If you don’t have a phone and only get your email on your computer, that works as well. You can “sign” by typing in your name.
Need to send us any documents? You can always email them in using our upload link located at www.sendtotshb.com for any sized documents. Need to text us? You can send a text to 559-343-1991.
And of course, we are always here the “good old fashioned way” — in person. You can always stop by the office and we’ll go over your tax return and also showcase what is changing next year.
In fact, here are a few items changing:
Due to the increase in the standard deduction and changes in itemized deductions, it is more important than ever to consider the timing of deductible expenses.
The child tax credit increased to $2,000 per qualifying child. Plus, more people will qualify for this credit since the threshold at which the credit is phased out is increased to $400,000 for married taxpayers ($200,000 for other taxpayers).
There is a new $500 credit for dependents who do not qualify for the child tax credit.
For divorces finalized after 2018, alimony payments will no longer be taxable to the recipient and no longer deductible to the payer.
There are now limitations on the ability to unwind Roth IRA contributions.

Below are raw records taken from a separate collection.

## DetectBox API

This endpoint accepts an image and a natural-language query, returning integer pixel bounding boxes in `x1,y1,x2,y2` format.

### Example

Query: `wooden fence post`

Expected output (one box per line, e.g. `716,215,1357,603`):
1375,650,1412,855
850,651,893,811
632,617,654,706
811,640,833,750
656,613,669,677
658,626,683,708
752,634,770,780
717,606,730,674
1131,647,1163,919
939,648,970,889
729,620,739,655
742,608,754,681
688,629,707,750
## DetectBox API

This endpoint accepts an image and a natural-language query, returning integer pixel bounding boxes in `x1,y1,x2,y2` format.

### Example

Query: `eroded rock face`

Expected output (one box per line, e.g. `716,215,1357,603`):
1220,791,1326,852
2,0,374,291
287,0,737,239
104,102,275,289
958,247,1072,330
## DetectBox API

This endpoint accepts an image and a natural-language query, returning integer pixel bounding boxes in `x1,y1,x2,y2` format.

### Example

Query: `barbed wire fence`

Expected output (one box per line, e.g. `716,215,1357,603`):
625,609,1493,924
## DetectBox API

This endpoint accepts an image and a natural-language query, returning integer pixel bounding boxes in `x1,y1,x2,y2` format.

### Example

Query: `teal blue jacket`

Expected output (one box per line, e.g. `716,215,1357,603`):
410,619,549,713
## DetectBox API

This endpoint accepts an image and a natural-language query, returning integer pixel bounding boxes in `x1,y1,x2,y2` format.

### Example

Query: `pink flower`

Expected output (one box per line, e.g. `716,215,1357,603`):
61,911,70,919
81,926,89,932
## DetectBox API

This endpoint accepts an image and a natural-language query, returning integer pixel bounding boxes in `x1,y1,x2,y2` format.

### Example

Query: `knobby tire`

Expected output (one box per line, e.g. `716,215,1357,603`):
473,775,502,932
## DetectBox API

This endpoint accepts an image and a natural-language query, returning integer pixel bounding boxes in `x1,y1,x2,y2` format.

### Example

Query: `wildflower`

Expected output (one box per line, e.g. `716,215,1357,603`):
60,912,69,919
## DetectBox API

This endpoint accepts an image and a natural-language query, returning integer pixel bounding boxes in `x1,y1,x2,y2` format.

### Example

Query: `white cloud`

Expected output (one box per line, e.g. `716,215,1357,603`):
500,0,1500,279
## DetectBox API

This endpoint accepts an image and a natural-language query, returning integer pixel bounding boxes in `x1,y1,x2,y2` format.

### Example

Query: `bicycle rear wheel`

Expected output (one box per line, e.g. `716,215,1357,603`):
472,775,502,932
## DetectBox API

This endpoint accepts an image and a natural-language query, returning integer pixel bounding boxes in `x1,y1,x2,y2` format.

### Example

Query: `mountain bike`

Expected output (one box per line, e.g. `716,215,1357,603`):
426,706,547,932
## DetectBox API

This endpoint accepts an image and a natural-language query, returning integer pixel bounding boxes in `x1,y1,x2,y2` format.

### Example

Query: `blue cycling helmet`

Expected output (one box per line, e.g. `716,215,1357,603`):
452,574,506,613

With an increased estate exemption, a discussion about the appropriateness of your current estate plan would be valuable.
There is a new deduction for business income. The calculation and limitations are complex, but we can help you.
With the decrease in tax rate for corporations, now may be the time to consider a change in the structure of your business.
Expenses for entertainment are no longer deductible.
Bonus depreciation and Sec. 179 expensing have been expanded for purchases of equipment and improvement property.
More businesses will qualify to use the cash method of accounting; businesses with $25 million or less in gross receipts are eligible.